# My New Jewelled Gecko .



## dickyknee (May 9, 2009)

Just thought I'd post a pic of my new Jewelled gecko .
Keep in mind It is a little different to your usual Jewelled gecko though .


----------



## redbellybite (May 9, 2009)

awww it is cute though


----------



## pythons73 (May 9, 2009)

Very nice Brett,were those the ones that were giving away,if so were you the lucky one .


----------



## jack (May 9, 2009)

an unscrupulous person would have kept mum about it, gone on a spinifex herp holiday and come back with some legitimate jewels... 
i hope npws actually identify the next ballot critters rather than picking species names out of a hat.


----------



## mcloughlin2 (May 9, 2009)

Oh well it is a nice gecko - and it was free! :lol:


----------



## JasonL (May 9, 2009)

jack said:


> an unscrupulous person would have kept mum about it, gone on a spinifex herp holiday and come back with some legitimate jewels...
> i hope npws actually identify the next ballot critters rather than picking species names out of a hat.

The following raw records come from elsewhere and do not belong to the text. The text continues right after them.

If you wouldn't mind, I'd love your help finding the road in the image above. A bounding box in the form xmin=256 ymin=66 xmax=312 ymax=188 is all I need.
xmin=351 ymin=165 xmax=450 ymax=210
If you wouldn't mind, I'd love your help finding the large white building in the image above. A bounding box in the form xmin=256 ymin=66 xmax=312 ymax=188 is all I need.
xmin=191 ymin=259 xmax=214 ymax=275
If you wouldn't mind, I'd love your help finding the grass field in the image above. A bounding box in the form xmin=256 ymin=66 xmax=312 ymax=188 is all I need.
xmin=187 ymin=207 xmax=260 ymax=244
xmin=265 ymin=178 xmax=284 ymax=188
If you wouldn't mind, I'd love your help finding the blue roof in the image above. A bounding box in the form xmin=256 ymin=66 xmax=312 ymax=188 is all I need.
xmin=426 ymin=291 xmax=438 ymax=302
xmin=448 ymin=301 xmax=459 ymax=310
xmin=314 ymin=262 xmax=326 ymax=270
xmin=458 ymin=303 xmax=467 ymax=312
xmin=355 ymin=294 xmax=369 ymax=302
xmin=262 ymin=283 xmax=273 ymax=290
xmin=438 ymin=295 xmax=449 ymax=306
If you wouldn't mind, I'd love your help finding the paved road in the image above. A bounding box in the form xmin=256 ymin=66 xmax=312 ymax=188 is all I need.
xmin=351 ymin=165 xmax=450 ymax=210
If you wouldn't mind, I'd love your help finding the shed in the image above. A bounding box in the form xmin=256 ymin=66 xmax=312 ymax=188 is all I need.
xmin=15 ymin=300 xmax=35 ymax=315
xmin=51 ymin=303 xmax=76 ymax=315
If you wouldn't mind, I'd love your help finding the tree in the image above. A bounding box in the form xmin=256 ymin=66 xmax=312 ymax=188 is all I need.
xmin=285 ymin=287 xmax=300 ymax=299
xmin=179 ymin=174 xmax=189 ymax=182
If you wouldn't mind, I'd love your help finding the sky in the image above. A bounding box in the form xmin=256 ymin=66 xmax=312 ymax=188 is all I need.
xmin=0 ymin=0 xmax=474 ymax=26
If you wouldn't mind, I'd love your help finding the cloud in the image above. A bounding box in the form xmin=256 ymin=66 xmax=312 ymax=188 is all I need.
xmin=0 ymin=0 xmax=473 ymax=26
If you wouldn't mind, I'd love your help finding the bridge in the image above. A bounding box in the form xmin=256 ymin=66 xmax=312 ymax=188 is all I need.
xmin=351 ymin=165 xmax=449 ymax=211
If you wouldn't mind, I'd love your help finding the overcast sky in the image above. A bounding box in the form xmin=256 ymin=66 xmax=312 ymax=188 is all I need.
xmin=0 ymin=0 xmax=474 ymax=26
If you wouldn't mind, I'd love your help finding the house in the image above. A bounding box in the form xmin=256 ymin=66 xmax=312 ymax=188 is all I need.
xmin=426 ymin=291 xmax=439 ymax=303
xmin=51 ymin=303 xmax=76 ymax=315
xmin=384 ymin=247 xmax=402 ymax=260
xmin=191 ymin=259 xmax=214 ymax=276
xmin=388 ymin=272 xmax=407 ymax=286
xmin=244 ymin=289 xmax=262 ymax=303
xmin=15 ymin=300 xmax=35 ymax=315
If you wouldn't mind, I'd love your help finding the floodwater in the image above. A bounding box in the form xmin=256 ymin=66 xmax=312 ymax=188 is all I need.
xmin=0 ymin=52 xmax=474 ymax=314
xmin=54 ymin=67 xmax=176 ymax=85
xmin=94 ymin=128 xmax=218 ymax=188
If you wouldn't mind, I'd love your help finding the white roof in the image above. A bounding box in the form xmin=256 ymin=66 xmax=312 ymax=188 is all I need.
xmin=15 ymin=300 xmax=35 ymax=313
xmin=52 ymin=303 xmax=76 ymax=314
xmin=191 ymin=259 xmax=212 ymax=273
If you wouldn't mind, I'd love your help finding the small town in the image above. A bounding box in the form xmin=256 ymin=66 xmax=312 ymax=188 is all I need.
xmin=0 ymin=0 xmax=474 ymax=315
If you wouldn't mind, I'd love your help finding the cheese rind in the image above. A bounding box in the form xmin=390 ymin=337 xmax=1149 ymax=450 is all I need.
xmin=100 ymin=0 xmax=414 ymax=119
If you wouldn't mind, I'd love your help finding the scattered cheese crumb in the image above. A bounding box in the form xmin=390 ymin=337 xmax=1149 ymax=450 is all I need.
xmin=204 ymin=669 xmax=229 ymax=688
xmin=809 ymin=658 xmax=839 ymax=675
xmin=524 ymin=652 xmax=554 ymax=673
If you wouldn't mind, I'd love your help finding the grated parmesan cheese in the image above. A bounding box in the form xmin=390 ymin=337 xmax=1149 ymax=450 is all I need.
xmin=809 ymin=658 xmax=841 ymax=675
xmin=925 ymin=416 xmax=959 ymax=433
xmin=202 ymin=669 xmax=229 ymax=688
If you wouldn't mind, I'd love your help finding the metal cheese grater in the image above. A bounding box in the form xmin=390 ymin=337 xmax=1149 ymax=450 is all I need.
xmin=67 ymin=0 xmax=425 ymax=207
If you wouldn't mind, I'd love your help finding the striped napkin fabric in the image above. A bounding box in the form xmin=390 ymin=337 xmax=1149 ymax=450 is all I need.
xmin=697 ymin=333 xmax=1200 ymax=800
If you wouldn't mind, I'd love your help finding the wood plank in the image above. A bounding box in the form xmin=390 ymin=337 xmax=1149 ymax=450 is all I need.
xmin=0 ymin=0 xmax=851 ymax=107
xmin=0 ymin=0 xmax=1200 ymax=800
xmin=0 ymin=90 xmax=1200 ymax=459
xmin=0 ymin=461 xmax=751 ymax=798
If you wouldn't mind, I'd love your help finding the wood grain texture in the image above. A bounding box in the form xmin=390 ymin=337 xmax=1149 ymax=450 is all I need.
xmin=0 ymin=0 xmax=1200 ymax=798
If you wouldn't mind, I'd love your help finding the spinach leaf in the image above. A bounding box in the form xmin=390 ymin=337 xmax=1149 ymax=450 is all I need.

Lucky I'm an honest person hey...well lucky for DECC anyway


----------



## geckodan (May 9, 2009)

Does DECC stand for "Don't examine critters carefully"" or "Don't expect correct captioning" ???


----------



## slacker (May 9, 2009)

geckodan said:


> Does DECC stand for "Don't examine critters carefully"" or "Don't expect correct captioning" ???



lol


----------



## Sel (May 9, 2009)

Its still pretty

Now can we see a pic of a real one?? Id like to see the difference


----------



## craig23 (May 9, 2009)

Are you guys serious? did they advertise jewelled gex on the ballot and they were tryoni??? is this for real?


----------



## woosang (May 9, 2009)

Aw. Cute critter! No matter what it is.


----------



## geckodan (May 10, 2009)

Here you go. About 3.5 cm total length. So easy to confuse


----------



## Eylandt (May 10, 2009)

Wow.. nice Gecko! (anyone notice the time setting is incorrect?)


----------



## JasonL (May 10, 2009)

geckodan said:


> Does DECC stand for "Don't examine critters carefully"" or "Don't expect correct captioning" ???



Yeah, I think the latter one Danny, they look at them really well, they just don't know what their looking at, and won't ask "the enemy" for any assistance


----------



## Sel (May 10, 2009)

Wow, thats gorgeous!
Thanks geckodan


----------



## FAY (May 10, 2009)

geckodan said:


> Here you go. About 3.5 cm total length. So easy to confuse



Bhahahaha , very harsh...I could of been very confused....


----------



## AUSGECKO (May 10, 2009)

I really hope they have some southern spotteds on the next ballot.......... I might end up getting some jewelled`s :lol:
Nice looking tryoni Dicky.


----------



## gex01 (May 10, 2009)

If thats the case maybe its worth putting in for all of the ballots they might advertise a lacey but it may be a perentie.Sounds like a lucky dip. lol .Sorry to find it amusing jason but you would think that they would know how to identify species.


----------



## gecko-mad (May 13, 2009)

looks like a vevet


----------



## i_LoVe_AnImAlS (May 13, 2009)

AWWWWWW they're so cute if only i had a cage big enough.........................nice pics too


----------



## dickyknee (May 14, 2009)

gecko-mad said:


> looks like a vevet



It is a southern spotted velvet .
It was meant to be a jewelled gecko , but thats what i received .


----------